German writer and historian

Sebastian Bleisch (born 10 June 1957), real name Norbert Bleisch, is a German writer and film director of gay pornographic movies which feature in part underage actors.

==Life==
Born in Schwerin in the former East Germany, Norbert Bleisch was the second child of the Bleisch family. His father was a local official and his mother was a homemaker. Bleisch was raised Catholic by his mother, attending religious school twice a week for ten years as well as Sunday mass. He spent his childhood mostly in his own company, and when he came into puberty at an early age he knew nothing about sexual matters. He secretly enjoyed watching his friends when they went skinny-dipping; however, the shy boy did not participate. At 19 he often participated in competitive cycling, and at that time he had a heavy crush on a 14-year-old boy who was among his fellow cyclists.
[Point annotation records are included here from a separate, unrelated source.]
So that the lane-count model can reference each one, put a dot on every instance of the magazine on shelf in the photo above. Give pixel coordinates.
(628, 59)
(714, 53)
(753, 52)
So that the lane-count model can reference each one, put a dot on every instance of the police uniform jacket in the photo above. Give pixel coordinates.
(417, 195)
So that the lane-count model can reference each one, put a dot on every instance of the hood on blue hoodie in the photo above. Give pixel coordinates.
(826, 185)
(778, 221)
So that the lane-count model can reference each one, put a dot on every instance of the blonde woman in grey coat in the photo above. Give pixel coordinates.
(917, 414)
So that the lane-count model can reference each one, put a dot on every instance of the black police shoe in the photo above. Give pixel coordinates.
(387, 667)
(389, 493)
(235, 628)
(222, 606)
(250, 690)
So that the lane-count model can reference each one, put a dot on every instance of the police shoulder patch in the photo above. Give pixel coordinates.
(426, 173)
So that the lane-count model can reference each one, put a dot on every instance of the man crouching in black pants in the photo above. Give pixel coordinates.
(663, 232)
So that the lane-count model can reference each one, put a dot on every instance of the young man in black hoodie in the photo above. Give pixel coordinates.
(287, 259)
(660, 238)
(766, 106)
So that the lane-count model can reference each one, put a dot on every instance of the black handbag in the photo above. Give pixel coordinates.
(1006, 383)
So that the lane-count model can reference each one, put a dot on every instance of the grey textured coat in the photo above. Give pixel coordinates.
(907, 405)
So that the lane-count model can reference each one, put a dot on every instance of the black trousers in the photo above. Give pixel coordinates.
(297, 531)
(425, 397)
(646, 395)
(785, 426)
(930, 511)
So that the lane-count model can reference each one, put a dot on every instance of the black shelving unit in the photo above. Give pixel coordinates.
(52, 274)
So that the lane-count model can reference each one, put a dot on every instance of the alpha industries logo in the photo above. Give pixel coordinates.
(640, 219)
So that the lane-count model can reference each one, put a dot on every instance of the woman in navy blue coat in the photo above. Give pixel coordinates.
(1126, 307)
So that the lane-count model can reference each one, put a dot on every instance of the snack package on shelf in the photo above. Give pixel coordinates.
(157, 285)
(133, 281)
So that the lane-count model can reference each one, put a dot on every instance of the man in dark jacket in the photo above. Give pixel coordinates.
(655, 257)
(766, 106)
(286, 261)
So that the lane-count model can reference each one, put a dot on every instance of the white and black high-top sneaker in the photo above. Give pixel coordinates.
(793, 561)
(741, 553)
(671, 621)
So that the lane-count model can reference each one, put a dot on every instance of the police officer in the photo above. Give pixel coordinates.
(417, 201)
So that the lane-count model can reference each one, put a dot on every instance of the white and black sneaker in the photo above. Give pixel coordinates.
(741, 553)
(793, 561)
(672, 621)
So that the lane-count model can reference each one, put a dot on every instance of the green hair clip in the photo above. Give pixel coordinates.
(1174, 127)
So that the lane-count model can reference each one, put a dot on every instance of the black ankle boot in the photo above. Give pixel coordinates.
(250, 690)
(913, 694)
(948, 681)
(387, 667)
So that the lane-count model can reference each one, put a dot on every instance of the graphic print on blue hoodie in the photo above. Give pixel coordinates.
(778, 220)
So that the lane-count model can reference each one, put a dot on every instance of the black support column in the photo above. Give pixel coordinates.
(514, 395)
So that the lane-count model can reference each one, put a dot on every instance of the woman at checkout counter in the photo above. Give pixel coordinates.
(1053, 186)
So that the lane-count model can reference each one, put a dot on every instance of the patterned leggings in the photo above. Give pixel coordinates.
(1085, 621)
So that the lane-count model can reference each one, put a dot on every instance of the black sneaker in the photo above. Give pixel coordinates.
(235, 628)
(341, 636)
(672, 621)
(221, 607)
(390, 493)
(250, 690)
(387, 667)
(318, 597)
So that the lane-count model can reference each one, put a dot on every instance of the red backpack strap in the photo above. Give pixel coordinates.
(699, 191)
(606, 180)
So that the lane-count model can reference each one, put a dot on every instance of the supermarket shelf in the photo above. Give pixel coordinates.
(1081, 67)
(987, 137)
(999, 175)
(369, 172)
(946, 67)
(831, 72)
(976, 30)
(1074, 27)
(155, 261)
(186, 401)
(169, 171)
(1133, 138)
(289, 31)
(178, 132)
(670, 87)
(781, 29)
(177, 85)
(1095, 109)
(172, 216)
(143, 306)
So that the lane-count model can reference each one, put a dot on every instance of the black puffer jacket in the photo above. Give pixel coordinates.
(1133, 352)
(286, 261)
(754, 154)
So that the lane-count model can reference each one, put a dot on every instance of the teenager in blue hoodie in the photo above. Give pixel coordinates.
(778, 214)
Bleisch was a skilled plasterwork professional and worked as musician, theatrical stagehand, nurse and lifeguard. He became known in East Germany with his first book, Kontrollverlust. In April 1991 he was awarded the Alfred Döblin Achievement Award for Viertes Deutschland.

In 2004 Bleisch changed his last name to that of his wife and has since been published as Norbert Leithold.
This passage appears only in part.